Strange limit problem involving $\binom{z}{n} e^{-xn\log n}$ with $z \in \mathbb{C}$ Is the following limit result correct: $$\lim\limits_{x \to 0^{+}}\sum\limits_{n=0}^{\infty} \binom{z}{n} e^{-xn\log n} = 2^{z}$$ where, $z \in \mathbb{C}$, and the notation $\displaystyle \binom{z}{n} = \frac{1}{n!}\prod\limits_{k=0}^{n-1}(z-k)$
I verified the result for $z = -1$ case and the limit is indeed $\dfrac{1}{2}$ in that case. Not sure how to proceed with the general complex $z$ case. Any suggestions are welcome. Thanks.
(It would be great if someone could verify the result with a mathematical software)
 A: If $\Re z>0$, the series $\sum_n \binom{z}n$ converges absolutely (by Raabe test, for example), thus we may replace $x$ to 0 and just need to check that this sum equals $2^z$. This follows from another relaxation: $\sum \binom{z}{n}t^n=(1+t)^z$ for $0<t<1$ and we may let $t$ tend to 1.
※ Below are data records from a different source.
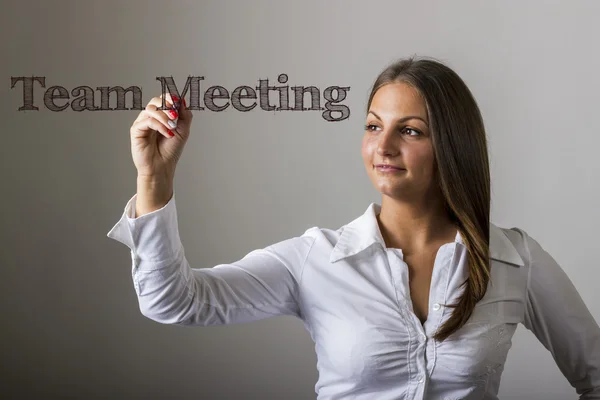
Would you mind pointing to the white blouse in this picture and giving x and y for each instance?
(352, 294)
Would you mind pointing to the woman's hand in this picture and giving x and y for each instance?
(155, 152)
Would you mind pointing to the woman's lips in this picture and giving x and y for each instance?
(388, 169)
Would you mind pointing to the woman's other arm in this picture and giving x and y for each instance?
(558, 317)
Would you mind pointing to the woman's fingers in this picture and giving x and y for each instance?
(167, 117)
(148, 121)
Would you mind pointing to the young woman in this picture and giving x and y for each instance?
(417, 298)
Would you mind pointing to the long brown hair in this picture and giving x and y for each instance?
(461, 155)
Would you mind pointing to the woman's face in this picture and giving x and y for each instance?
(397, 133)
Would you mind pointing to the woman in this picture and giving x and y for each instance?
(419, 297)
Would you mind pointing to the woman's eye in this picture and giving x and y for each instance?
(414, 130)
(370, 127)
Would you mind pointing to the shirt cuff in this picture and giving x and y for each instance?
(152, 237)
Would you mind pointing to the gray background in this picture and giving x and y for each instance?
(71, 327)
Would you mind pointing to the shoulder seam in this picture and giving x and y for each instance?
(302, 270)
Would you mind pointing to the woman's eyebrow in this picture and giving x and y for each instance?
(403, 119)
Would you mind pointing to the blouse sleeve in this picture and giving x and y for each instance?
(558, 317)
(264, 283)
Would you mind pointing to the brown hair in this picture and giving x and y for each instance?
(460, 153)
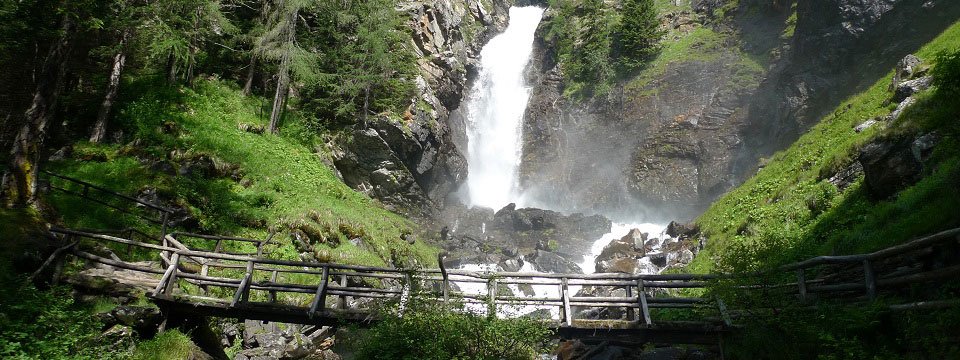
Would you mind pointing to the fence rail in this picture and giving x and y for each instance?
(295, 291)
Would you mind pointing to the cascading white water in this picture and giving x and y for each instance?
(495, 111)
(494, 114)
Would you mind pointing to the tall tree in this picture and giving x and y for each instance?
(124, 23)
(279, 43)
(25, 152)
(639, 33)
(176, 30)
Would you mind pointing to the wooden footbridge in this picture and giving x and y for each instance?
(250, 285)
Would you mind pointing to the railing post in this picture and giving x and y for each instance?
(272, 295)
(342, 300)
(802, 284)
(243, 291)
(446, 279)
(642, 299)
(204, 269)
(492, 297)
(319, 299)
(246, 291)
(172, 280)
(163, 225)
(870, 281)
(565, 294)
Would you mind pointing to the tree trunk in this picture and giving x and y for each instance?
(283, 78)
(113, 87)
(171, 69)
(251, 72)
(25, 152)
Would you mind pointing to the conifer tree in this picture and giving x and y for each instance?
(639, 33)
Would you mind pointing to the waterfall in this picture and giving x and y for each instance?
(495, 110)
(494, 115)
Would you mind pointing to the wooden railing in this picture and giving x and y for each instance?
(295, 291)
(154, 213)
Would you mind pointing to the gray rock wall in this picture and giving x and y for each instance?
(668, 148)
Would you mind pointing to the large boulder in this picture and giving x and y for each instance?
(890, 166)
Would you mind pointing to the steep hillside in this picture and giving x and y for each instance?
(732, 82)
(813, 197)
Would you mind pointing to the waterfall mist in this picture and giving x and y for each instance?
(495, 110)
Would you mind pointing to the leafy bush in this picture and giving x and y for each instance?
(426, 331)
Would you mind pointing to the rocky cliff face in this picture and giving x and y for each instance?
(411, 163)
(675, 139)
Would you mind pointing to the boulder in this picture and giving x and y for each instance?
(546, 261)
(678, 230)
(910, 87)
(904, 70)
(891, 165)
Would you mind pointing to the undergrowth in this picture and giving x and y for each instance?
(263, 182)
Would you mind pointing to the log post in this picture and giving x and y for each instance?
(565, 293)
(642, 299)
(342, 300)
(204, 269)
(272, 295)
(172, 280)
(163, 224)
(446, 279)
(870, 280)
(319, 299)
(492, 297)
(802, 284)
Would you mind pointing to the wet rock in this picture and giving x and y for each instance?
(550, 262)
(909, 88)
(865, 125)
(904, 70)
(678, 230)
(890, 166)
(844, 178)
(906, 103)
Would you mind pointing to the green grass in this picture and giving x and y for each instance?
(788, 211)
(285, 184)
(168, 345)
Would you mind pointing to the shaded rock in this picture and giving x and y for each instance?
(678, 230)
(844, 178)
(890, 166)
(906, 103)
(904, 70)
(550, 262)
(909, 88)
(865, 125)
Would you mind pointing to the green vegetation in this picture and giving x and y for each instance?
(789, 211)
(426, 331)
(168, 345)
(285, 185)
(597, 43)
(47, 324)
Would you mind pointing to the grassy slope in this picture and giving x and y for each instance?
(787, 211)
(287, 184)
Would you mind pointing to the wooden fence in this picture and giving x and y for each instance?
(247, 285)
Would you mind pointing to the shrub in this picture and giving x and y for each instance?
(426, 331)
(946, 73)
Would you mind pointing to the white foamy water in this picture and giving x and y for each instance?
(495, 111)
(617, 231)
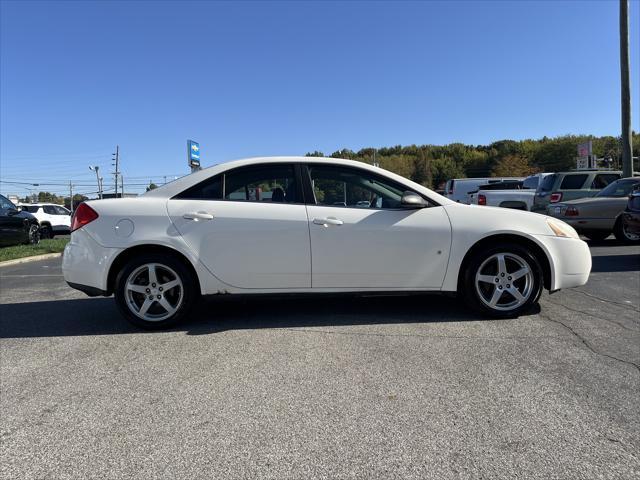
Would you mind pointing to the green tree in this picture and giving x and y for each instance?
(512, 166)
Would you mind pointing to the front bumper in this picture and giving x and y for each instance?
(570, 261)
(86, 263)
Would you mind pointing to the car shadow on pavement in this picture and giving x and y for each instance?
(99, 316)
(616, 263)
Next, consider the case $-1<\Re z\leqslant 0$. For $\alpha_n:=e^{-xn\log n}$ denote $\beta_n=\alpha_n-\alpha_{n+1}+\dots$, then $\alpha_n=\beta_{n}+\beta_{n+1}$ and we have $$\sum \binom{z}{n}\alpha_n=\sum \binom{z}{n}(\beta_n+\beta_{n+1})=\sum \binom{z+1}n\beta_n.$$
Now $\beta_n$ are uniformly bounded, since $\alpha_n$ are decreasing, and the series $\binom{z+1}n$ already absolutely converges (to $2^{z+1}$). Therefore it suffices to prove that for each fixed $n$ we have $\beta_n\rightarrow 1/2$ when $x\rightarrow +0$. We have
$$
\beta_n=\frac12 \alpha_n+\frac12 \sum_{k\geqslant n,k\equiv n\pmod 2} (\alpha_k-2\alpha_{k+1}+\alpha_{k+2}).
$$
The first summand tends to $1/2$, of course, and I claim that the sum tends to 0. Each summand does tend to 0, so it suffices to majorate them by a convergent series not depending on $x$. We have
$$
\alpha_k-2\alpha_{k+1}+\alpha_{k+2}=w''(k+\theta),
$$
where $w(t)=e^{-xt\log t}$, $0<\theta<2$ by some version of Lagrange intermediate value theorem. It is easy to verify that $t^2 w''(t)$ is uniformly bounded for all $x>0$, thus $\alpha_k-2\alpha_{k+1}+\alpha_{k+2}=O(1/k^2)$ as we need.
For even smaller value of $\Re z$ do the same thing, writing something like $\alpha_k=\beta_k+2\beta_{k+1}+\beta_{k+2}$ for $\beta_k=\alpha_k-2\alpha_{k+1}+3\alpha_{k+2}-4\alpha_{k+3}+\dots$.